[dpdk-dev,v2] net/mlx5: fix Tx doorbell memory barrier
Checks
Commit Message
Configuring UAR as IO-mapped makes maximum throughput decline by noticeable
amount. If UAR is configured as write-combining register, a write memory
barrier is needed on ringing a doorbell. rte_wmb() is mostly effective when
the size of a burst is comparatively small. Revert the register back to
write-combining and enforce a write memory barrier instead, except for
vectorized Tx burst routines. Application can change it by setting
MLX5_SHUT_UP_BF under its own necessity.
Fixes: 9f9bebae5530 ("net/mlx5: don't map doorbell register to write combining")
Cc: stable@dpdk.org
Cc: Sagi Grimberg <sagi@grimberg.me>
Cc: Alexander Solganik <solganik@gmail.com>
Signed-off-by: Yongseok Koh <yskoh@mellanox.com>
Acked-by: Shahaf Shuler <shahafs@mellanox.com>
---
v2:
* Add documentation.
* Rename functions to minimize changes.
doc/guides/nics/mlx5.rst | 17 +++++++++++++++++
drivers/net/mlx5/mlx5.c | 2 --
drivers/net/mlx5/mlx5_rxtx.h | 23 +++++++++++++++++++++--
drivers/net/mlx5/mlx5_rxtx_vec_neon.h | 2 +-
drivers/net/mlx5/mlx5_rxtx_vec_sse.h | 2 +-
5 files changed, 40 insertions(+), 6 deletions(-)
Comments
On Tue, Oct 24, 2017 at 05:27:25PM -0700, Yongseok Koh wrote:
> Configuring UAR as IO-mapped makes maximum throughput decline by noticeable
> amount. If UAR is configured as write-combining register, a write memory
> barrier is needed on ringing a doorbell. rte_wmb() is mostly effective when
> the size of a burst is comparatively small. Revert the register back to
> write-combining and enforce a write memory barrier instead, except for
> vectorized Tx burst routines. Application can change it by setting
> MLX5_SHUT_UP_BF under its own necessity.
>
> Fixes: 9f9bebae5530 ("net/mlx5: don't map doorbell register to write combining")
> Cc: stable@dpdk.org
> Cc: Sagi Grimberg <sagi@grimberg.me>
> Cc: Alexander Solganik <solganik@gmail.com>
>
> Signed-off-by: Yongseok Koh <yskoh@mellanox.com>
> Acked-by: Shahaf Shuler <shahafs@mellanox.com>
Acked-by: Nelio Laranjeiro <nelio.laranjeiro@6wind.com>
Thanks,
On 10/25/2017 2:19 AM, Nélio Laranjeiro wrote:
> On Tue, Oct 24, 2017 at 05:27:25PM -0700, Yongseok Koh wrote:
>> Configuring UAR as IO-mapped makes maximum throughput decline by noticeable
>> amount.

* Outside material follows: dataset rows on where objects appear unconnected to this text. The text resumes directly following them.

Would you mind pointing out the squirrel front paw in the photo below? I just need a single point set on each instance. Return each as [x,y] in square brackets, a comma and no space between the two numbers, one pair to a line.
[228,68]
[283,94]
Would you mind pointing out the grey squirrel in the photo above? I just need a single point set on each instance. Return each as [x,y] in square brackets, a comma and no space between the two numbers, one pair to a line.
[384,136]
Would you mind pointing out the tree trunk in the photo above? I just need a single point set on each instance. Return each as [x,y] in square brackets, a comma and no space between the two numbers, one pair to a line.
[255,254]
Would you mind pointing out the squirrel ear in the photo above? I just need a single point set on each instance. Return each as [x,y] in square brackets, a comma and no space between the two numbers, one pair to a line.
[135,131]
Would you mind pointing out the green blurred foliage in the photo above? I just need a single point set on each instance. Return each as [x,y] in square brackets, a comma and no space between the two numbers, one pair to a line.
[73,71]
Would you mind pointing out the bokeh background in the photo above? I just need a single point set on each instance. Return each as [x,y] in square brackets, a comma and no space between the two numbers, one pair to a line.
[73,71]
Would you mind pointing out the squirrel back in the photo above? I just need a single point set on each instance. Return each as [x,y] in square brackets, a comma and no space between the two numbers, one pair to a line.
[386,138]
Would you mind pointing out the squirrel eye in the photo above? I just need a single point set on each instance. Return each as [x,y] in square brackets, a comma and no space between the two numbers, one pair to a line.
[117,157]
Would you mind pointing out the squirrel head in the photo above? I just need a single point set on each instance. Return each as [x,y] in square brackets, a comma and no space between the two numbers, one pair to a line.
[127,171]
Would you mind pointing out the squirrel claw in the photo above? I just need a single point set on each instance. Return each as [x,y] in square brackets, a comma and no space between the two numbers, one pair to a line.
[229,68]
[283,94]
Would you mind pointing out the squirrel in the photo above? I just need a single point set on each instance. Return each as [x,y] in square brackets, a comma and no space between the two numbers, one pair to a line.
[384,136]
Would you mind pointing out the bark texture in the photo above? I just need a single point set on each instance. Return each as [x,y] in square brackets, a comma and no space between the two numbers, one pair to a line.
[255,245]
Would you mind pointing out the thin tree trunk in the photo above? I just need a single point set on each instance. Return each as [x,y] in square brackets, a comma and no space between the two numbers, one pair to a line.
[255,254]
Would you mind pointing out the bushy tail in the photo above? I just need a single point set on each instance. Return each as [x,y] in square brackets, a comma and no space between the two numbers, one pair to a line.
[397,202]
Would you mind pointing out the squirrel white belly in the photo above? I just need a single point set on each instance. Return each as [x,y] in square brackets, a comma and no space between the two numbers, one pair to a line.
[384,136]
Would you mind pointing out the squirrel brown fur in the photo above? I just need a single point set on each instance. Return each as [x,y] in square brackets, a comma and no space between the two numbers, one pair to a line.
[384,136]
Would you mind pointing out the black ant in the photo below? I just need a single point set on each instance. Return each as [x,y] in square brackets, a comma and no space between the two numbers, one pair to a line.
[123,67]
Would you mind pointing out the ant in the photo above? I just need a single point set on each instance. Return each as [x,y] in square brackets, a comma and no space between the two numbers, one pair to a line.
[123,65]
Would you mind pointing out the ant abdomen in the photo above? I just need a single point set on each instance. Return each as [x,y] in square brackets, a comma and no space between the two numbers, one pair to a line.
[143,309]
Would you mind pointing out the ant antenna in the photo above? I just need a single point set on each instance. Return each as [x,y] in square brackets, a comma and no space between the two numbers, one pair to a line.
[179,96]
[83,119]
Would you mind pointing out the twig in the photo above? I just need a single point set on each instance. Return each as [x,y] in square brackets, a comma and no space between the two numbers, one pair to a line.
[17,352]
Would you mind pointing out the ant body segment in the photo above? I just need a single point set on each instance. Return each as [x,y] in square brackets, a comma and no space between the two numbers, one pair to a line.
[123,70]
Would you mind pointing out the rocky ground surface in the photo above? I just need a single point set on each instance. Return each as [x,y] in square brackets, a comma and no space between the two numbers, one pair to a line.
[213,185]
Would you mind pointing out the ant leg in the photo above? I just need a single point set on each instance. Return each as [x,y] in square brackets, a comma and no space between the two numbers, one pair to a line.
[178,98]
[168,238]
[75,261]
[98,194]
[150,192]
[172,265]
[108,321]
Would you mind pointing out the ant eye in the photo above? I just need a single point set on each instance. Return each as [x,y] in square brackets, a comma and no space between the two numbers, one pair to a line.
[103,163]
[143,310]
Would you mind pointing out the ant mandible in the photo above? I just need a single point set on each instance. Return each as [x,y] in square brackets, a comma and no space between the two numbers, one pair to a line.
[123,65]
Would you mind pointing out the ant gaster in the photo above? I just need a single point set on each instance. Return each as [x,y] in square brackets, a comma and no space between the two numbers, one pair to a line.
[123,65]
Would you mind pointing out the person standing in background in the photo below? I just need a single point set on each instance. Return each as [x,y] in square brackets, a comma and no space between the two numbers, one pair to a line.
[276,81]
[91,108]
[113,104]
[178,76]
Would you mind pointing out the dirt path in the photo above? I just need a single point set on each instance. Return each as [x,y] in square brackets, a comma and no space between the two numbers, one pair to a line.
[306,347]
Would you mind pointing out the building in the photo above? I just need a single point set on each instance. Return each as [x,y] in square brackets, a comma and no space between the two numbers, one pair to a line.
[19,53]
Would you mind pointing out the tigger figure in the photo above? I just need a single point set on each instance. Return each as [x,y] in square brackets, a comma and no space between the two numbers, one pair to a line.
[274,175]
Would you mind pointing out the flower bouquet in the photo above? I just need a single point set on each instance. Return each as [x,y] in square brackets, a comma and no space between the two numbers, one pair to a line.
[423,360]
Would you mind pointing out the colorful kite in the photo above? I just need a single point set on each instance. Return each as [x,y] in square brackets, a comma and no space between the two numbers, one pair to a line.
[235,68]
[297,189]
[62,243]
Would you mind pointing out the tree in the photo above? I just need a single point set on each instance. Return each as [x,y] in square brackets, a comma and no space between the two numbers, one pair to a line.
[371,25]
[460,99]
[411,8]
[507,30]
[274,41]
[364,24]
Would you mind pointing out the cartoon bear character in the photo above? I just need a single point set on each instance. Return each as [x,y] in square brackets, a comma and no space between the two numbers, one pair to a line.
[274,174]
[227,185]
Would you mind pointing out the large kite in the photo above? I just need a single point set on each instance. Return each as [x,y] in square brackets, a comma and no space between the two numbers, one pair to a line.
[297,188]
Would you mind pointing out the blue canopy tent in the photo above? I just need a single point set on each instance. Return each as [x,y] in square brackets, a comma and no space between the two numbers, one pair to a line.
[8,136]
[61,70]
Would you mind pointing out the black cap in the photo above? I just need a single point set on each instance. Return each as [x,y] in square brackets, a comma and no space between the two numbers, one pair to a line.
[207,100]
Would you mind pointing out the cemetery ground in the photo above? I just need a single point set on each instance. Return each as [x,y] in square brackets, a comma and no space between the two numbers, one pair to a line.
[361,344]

If UAR is configured as write-combining register, a write memory
>> barrier is needed on ringing a doorbell. rte_wmb() is mostly effective when
>> the size of a burst is comparatively small. Revert the register back to
>> write-combining and enforce a write memory barrier instead, except for
>> vectorized Tx burst routines. Application can change it by setting
>> MLX5_SHUT_UP_BF under its own necessity.
>>
>> Fixes: 9f9bebae5530 ("net/mlx5: don't map doorbell register to write combining")
>> Cc: stable@dpdk.org
>> Cc: Sagi Grimberg <sagi@grimberg.me>
>> Cc: Alexander Solganik <solganik@gmail.com>
>>
>> Signed-off-by: Yongseok Koh <yskoh@mellanox.com>
>> Acked-by: Shahaf Shuler <shahafs@mellanox.com>
>
> Acked-by: Nelio Laranjeiro <nelio.laranjeiro@6wind.com>
Applied to dpdk-next-net/master, thanks.
@@ -171,6 +171,23 @@ Environment variables
This is disabled by default since this can also decrease performance for
unaligned packet sizes.
+- ``MLX5_SHUT_UP_BF``
+
+ Configures HW Tx doorbell register as IO-mapped.
+
+ By default, the HW Tx doorbell is configured as a write-combining register.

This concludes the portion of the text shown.